RTTNews - With investors expectations running high on the eve of union budget announcement scheduled for today, the Indian market may show extreme volatility on Monday amid alternate bouts of buying and selling. This time, expectations are high than ever as the government is free to the pulls and pressure from various regional allies and coalition partners.
Analysts expect the government to focus mainly on infrastructure, social issues and PSU disinvestment. A comprehensive review of the subsidy regime, change in FDI laws in insurance and banking, reforms in labor law, education reforms and the introduction of GST by April 2010 are also expected to be announced in the budget. Given the fiscal deficit constraints, the government has to strike a balance between growth and populist measures to provide a long-term direction in the economic policies.
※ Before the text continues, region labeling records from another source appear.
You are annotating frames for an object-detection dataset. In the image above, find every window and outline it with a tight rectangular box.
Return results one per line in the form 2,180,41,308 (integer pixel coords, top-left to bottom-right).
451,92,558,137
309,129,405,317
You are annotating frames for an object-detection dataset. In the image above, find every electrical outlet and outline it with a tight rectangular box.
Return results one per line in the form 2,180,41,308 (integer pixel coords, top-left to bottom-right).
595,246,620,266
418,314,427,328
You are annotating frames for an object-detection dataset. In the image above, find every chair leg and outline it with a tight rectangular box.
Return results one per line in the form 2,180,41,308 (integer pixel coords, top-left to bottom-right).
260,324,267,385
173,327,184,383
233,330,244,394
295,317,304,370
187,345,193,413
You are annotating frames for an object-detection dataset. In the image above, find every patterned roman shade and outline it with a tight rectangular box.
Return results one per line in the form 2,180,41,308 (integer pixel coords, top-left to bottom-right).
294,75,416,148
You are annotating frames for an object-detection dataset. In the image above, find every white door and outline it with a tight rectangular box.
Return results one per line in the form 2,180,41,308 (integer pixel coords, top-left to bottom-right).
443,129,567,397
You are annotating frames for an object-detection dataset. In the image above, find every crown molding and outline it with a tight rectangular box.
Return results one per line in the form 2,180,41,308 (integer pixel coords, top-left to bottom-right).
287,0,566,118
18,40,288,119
Considering the fact that there is no excuse for the UPA leadership to drop the ball on economic reforms and initiatives this time, any negative outcome could trigger a market correction. Recent U.S. June unemployment data signified that recovery is far from over globally and with Infosys flagging off the June quarter's earnings of top companies on Friday, investors may pare their long positions amid stretched valuations following a 22% rally since May 16.
Last week, the benchmark indexes, the Sensex and the Nifty, ended modestly higher by over 1% each after huge volatility due to the expiry of June series derivatives contracts. The market seemed directionless ahead of the budget, but stock-specific buying in sectors like oil/gas and construction helped the market end on a positive note.
Stocks to Watch
State-owned oil firms could be in the spotlight on hopes the government will announce a road-map for deregulation of petrol and diesel prices. Construction and infrastructure stocks could be in focus on hopes of increased infrastructure spending.
Reliance has made the government a party while filing a petition to the Supreme Court challenging a High Court order to supply natural gas to RNRL at a discount to the government- approved price, reports suggest.
Jaiprakash Hydro Power said that its board has approved the amalgamation of Jaiprakash Power Ventures (JPVL) (the Transferor Company) with Jaiprakash Hydro Power (JHPL) (the Transferee Company), with effect from April 01, 2009.
State-run Dredging Corp. of India could pay Rs483 crore more than originally intended for buying three dredgers because of delayed decision by the government, media said.
Hero Group has reportedly shelved plans to enter the commercial vehicle (CV )segment, for which it had partnered German firm Daimler to produce trucks.
TCS said that Tata Sons, one of its promoters, revoked its 56 lakh shares from the lenders reducing the total stake pledged by the entity to 12.05 per cent amounting 23.57 crore shares.